The return of cut-throat journalist Gale Weathers (Courtney Cox), using her scrappy investigating skills to unmask the killer, is fantastic. It's about time she gets recognized as a final girl in the franchise. Her face-off with Ghostface is one of the film’s highlights, full of classic physical chaos reminiscent of Craven. Film nerd turned FBI agent Kirby Reed (Hayden Panettiere) from Scream 4 shines and is quick off the mark, particularly in her intimate conversation with Mindy as they connect over their mutual love for the horror genre. However, the reintroduction to the “Core 4”, as they charmingly call themselves, is particularly satisfying.



Courtney Cox in SCREAM IV (2023), directed by Matt Bettinelli-Olpin and Tyler Gillett.
Courtesy of Paramount Pictures

The care of Sam as the protagonist in Scream was unsuccessful, but in this film, she’s more compelling and rounded. Sam has grit and doesn’t mind getting messy to protect her loved ones. However, the depiction of Sam’s mental health is still poor with the usage of off-putting Billy Loomis hallucinations. Barrera is more confident in her role and effectively conveys Sam’s anti-hero characteristics. Ortega, Gooding, and Brown top off the found family theme within the film, even if the infamous “rules monologue” doesn’t have the same Randy Meeks bite we’re used to. In the fifth installment, these characters felt forced upon us and were secondary to the golden trio of Sidney, Dewey, and Gale. Scream VI takes its time to enrich the personalities and relationships of the Core 4, and they finally feel like real people audiences can root for.


Returning screenwriters James Vanderbilt and Guy Busick weave complex themes into the story, such as coping mechanisms for trauma and how different grief looks on each survivor. It's the most pointed the Scream franchise has been about the unique bond between survivors. Vanderbilt and Busick disrupt our expectations for sequels by critiquing franchise cash grabs that recycle the same stories, prey on half-baked nostalgia, and entrap their characters in never-ending trauma. These interesting critiques are utilized purposefully to reflect the character’s stories.

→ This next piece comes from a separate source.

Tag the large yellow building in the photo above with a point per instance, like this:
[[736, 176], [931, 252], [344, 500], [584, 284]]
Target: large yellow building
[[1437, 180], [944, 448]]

The film's final act isn’t the sprawled reveal that often closes these films but a controlled and character-motivated one. The only real disappointment is moments that lean into nonsense. Many characters are fatally wounded, having been stabbed or shot multiple times, and somehow they survive. Another weak point is the dialogue's inconsistent quality. For instance, Sam and Tara's sisterhood discussions teeter into cliche melodrama, but the actors do their best to sell it.


Despite the film's few shortcomings, Bettinelli-Olpin and Gillett up their game in every way. The Scream movies have always brought a certain coziness that was missing in the fifth installment, but they've found the perfect tonal balance here. They use the franchise's lengthy past to its advantage, bringing the right amount of nostalgia and subversion that surprises in this New York City thrill ride. As Stu Macher once said, “It’s a scream, baby!”